For many seniors, driving equals independence. So how do you know when it’s time to ask them to stop driving? How do you have that conversation?
When To Ask For The Keys
According to the CDC, in 2018, more than 255,000 older adults (aged 65+) were treated in emergency departments for crash injuries. According to statistics, each day, more than 20 older adults are killed and almost 700 are injured in crashes.
Yet, according to studies, age itself isn’t to blame. In general, older drivers are safer than other demographics. Senior drivers are more likely to drive under the speed limit or get a traffic ticket. Yet age-related declines in vision, physical changes and reaction times can make the situation more hazardous.
According to the AARP, there are a number of warning signs to look for that may signal it’s time for your elderly parent or loved one to put on the brakes. They include:
- A difficulty concentrating or getting easily distracted
- Driving too slow or too fast
- Weaving in and out of lanes
- Little dents and scrapes to the car
- The inability to respond in time
- Getting lost, especially in familiar locations
- And of course, accidents
So How Do You Talk To Someone About Not Driving
- Don’t wait until something serious happens.
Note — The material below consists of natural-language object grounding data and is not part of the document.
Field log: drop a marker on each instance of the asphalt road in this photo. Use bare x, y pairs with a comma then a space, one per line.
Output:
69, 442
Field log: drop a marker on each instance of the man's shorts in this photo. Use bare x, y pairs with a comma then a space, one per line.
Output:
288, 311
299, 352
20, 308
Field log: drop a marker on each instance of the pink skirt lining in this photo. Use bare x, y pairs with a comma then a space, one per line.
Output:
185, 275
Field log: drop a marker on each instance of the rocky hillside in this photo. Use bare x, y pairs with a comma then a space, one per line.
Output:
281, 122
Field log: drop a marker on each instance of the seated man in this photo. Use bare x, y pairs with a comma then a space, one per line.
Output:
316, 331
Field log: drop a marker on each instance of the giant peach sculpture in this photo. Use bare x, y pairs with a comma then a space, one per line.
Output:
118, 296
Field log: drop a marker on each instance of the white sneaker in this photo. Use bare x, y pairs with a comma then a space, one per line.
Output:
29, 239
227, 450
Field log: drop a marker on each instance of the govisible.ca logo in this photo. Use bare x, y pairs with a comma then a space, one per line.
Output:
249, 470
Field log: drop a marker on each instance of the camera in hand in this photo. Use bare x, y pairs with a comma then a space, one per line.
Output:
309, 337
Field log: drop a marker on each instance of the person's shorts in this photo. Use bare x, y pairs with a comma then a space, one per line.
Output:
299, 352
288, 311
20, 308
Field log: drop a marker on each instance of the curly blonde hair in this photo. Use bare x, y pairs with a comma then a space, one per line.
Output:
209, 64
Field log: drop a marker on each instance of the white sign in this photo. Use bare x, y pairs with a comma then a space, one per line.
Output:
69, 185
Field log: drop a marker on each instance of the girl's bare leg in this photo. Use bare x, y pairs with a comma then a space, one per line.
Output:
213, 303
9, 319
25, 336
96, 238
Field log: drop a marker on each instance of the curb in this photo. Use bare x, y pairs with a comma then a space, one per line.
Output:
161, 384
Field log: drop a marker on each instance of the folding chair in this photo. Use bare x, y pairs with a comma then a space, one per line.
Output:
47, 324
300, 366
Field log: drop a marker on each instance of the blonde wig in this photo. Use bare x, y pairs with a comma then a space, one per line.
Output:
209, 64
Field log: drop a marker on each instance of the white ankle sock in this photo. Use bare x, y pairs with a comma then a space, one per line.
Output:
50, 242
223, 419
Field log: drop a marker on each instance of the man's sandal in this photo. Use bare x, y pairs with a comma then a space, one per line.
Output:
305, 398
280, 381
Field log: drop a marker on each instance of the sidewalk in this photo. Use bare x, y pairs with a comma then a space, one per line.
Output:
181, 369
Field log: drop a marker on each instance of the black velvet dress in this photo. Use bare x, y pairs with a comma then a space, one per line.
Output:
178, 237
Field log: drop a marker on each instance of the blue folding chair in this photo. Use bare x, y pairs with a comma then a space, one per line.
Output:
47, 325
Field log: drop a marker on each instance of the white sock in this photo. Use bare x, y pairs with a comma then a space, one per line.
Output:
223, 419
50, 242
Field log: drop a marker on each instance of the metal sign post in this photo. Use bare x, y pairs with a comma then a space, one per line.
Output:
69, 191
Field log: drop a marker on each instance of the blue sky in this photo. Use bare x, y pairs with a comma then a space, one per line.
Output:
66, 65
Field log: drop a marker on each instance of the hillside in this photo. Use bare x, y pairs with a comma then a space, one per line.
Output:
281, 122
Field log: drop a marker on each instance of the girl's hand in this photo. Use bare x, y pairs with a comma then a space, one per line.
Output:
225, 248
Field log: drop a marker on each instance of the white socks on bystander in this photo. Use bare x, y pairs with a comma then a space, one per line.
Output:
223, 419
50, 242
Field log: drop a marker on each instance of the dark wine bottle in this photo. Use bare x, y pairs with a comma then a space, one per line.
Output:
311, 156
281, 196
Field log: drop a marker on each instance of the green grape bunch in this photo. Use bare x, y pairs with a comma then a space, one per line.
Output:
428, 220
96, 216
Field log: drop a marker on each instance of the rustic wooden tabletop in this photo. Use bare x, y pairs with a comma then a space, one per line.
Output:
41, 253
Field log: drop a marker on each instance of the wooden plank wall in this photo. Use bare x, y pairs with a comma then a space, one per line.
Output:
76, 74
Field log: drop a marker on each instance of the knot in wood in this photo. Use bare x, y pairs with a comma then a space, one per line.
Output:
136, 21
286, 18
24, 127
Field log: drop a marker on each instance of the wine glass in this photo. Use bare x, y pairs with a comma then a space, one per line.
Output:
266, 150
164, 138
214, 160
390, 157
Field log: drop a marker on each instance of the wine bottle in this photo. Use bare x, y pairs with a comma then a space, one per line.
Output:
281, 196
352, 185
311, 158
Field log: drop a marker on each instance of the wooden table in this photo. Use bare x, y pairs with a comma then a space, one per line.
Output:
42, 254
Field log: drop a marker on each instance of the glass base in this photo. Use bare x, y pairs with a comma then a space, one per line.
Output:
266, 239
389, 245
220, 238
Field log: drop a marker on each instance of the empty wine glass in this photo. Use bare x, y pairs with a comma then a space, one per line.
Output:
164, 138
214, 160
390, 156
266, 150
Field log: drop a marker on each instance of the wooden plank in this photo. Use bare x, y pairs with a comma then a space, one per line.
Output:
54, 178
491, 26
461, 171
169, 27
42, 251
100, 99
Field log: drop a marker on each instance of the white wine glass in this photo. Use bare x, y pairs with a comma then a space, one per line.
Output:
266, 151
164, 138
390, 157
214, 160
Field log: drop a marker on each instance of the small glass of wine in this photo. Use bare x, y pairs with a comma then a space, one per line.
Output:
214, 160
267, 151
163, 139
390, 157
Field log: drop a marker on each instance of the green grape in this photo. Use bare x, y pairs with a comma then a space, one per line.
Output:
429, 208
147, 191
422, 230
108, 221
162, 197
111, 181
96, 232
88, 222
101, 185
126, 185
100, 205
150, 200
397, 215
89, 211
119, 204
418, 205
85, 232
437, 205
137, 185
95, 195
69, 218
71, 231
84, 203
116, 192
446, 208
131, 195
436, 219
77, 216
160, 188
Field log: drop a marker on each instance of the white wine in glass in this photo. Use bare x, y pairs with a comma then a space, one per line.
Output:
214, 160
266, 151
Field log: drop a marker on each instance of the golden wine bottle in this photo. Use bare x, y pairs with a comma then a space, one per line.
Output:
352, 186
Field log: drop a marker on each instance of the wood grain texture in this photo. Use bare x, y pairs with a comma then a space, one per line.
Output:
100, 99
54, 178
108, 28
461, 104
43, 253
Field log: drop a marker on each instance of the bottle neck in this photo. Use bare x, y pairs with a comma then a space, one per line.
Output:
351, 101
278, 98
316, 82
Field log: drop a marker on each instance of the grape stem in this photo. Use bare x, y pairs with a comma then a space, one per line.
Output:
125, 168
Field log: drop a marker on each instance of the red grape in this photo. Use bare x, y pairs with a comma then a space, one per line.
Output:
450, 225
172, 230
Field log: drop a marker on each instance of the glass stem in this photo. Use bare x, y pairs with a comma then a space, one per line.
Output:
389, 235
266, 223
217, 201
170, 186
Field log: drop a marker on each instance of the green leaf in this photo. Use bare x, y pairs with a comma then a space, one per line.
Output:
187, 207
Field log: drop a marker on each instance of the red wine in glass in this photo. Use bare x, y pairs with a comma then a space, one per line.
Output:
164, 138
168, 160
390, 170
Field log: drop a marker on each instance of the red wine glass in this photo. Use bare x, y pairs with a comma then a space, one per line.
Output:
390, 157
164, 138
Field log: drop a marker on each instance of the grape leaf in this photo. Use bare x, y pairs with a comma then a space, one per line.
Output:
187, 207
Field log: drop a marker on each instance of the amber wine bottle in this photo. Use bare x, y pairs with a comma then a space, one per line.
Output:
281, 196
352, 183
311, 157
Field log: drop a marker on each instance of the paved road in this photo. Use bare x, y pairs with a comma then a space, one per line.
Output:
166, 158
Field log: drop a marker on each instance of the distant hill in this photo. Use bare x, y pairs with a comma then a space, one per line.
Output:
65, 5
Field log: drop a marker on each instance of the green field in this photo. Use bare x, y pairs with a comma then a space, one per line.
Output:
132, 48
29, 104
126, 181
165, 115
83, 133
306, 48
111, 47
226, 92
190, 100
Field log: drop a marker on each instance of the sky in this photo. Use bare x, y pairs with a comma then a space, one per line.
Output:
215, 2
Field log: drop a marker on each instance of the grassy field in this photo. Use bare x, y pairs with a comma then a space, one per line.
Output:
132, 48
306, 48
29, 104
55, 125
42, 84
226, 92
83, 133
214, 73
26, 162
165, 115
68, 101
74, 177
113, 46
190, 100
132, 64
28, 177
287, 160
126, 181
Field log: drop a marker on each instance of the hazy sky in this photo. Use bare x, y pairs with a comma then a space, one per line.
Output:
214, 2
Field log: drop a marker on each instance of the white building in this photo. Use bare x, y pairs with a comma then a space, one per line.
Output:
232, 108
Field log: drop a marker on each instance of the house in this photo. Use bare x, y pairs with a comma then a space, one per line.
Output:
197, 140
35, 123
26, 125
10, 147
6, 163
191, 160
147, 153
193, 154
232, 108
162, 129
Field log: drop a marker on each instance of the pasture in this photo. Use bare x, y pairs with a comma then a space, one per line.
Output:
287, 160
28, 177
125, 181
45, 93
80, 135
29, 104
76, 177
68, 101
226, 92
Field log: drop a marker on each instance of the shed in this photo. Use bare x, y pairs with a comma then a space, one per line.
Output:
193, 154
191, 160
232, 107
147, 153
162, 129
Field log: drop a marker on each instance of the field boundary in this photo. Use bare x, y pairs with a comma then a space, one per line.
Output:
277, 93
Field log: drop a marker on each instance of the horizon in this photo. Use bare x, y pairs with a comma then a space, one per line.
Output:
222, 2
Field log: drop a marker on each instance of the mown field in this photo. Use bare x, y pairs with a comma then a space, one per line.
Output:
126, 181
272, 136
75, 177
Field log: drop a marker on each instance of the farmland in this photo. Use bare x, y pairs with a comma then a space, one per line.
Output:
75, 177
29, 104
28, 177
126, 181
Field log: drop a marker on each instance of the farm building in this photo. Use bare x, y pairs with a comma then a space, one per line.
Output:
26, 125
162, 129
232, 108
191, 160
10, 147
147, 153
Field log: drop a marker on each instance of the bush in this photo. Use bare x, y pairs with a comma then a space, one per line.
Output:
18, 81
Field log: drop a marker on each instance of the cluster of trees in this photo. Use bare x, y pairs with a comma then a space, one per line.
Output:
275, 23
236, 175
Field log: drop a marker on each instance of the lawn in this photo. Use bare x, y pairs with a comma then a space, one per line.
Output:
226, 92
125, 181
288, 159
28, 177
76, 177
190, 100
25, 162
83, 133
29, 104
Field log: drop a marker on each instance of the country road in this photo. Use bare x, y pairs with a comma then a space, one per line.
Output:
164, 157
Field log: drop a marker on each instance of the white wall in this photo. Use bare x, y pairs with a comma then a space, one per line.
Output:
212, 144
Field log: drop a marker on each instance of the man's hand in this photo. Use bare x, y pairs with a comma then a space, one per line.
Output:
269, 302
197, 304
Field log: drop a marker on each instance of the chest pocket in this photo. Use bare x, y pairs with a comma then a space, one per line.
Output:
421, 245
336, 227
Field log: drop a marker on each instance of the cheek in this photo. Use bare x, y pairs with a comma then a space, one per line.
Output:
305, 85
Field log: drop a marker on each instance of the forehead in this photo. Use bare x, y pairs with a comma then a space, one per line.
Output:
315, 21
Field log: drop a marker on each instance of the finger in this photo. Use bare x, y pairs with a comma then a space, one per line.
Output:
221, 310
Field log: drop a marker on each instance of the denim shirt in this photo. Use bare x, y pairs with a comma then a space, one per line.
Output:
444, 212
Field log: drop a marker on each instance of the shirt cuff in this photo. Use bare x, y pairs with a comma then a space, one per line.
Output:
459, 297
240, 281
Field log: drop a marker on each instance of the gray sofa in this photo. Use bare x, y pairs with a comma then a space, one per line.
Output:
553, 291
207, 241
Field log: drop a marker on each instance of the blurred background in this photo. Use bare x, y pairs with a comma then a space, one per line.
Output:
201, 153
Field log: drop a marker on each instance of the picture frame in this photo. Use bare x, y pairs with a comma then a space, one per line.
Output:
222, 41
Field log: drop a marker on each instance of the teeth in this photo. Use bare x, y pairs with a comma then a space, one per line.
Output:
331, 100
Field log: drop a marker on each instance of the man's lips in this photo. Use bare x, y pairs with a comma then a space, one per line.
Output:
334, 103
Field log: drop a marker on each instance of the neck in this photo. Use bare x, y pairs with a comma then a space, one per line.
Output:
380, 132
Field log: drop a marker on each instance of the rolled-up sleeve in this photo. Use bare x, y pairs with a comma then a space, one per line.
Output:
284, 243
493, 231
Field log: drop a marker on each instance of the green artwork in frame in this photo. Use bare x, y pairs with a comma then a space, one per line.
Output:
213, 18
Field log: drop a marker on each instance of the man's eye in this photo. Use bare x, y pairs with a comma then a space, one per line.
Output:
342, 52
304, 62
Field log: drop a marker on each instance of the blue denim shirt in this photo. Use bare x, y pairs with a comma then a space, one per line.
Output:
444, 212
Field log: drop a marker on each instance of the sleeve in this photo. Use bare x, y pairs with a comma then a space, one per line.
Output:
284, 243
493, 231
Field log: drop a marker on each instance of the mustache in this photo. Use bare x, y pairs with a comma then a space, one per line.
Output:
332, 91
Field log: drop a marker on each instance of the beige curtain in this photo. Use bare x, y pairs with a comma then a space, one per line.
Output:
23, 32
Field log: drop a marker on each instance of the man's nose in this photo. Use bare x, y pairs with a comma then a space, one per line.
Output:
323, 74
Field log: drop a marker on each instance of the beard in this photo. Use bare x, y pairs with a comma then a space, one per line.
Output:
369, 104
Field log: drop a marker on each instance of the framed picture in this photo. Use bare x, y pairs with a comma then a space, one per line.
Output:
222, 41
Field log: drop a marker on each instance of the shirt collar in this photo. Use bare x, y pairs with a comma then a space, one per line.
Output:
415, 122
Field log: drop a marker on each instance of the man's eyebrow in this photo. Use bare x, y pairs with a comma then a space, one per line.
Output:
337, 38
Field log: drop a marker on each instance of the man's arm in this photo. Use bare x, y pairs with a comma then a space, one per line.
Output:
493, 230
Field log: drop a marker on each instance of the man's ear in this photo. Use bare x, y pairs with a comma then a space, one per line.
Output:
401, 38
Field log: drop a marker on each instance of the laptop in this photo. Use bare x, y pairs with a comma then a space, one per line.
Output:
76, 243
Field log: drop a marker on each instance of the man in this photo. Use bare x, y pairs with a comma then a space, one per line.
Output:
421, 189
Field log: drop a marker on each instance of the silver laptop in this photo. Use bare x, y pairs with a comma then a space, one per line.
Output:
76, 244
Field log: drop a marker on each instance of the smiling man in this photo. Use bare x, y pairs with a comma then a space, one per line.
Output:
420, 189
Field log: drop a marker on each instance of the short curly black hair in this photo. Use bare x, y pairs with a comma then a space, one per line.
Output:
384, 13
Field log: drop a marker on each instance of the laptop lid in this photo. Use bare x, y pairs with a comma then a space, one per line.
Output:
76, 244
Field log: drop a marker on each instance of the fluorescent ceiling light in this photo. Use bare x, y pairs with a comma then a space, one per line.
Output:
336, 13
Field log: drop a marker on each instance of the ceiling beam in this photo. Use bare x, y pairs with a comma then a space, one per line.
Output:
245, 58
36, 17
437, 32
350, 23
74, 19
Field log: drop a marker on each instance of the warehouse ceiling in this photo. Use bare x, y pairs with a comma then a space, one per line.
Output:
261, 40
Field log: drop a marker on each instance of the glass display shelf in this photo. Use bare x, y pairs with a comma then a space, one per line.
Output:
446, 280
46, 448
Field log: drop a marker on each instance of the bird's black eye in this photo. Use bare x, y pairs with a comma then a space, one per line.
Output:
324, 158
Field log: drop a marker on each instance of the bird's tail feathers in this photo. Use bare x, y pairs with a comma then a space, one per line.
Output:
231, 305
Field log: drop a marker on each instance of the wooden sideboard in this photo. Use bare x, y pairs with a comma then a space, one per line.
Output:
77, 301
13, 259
It’s never going to be an easy topic to bring up, but it’s better to start the conversation before someone gets hurt. Suggest they give up driving long distance, at night, in rush hour or bad weather. The CDC has a document called My Mobility Plan that can help.
- Put yourself in their shoes. Let them know that you know this is a hard thing to think about. Ask how they’re feeling about it and find solutions that still give them control. Ask if they’ve noticed any changes in their driving skills.
- Talk with their peers. Some things are easier to hear from someone their own age than someone younger (who isn’t in the same situation). Let their friends or siblings know that you’re concerned and ask them to have a conversation with them. However, do not use a family meeting to hold the talk with a parent. It could make them feel overwhelmed, as though everyone is against them.
- Be objective. If you feel there’s a problem and they don’t, suggest that they go to the DMV to take a driving test. There are driving and vision tests or refresher courses for senior drivers. Let them prove you wrong. However, be ready for the possibility that they might pass their test, and if you still see them making dangerous mistakes on the road, this could make it harder to get them to stop driving in the future.
- Show them that they won’t lose all independence. Show them how easy it is to use ridesharing by taking some Lyft or Uber rides with them. JF&CS offer transportation services as well. You can also promise to spend one afternoon driving them around.
It’s never an easy conversation but it’s an important one.
Both of you want the same thing, for everyone in your family to be safe and independent. By understanding what parents or other seniors are going through and coming from a place of partnership and love, instead of authority and fear, you can make the conversation more successful. Work together and hopefully you will both feel better in the end.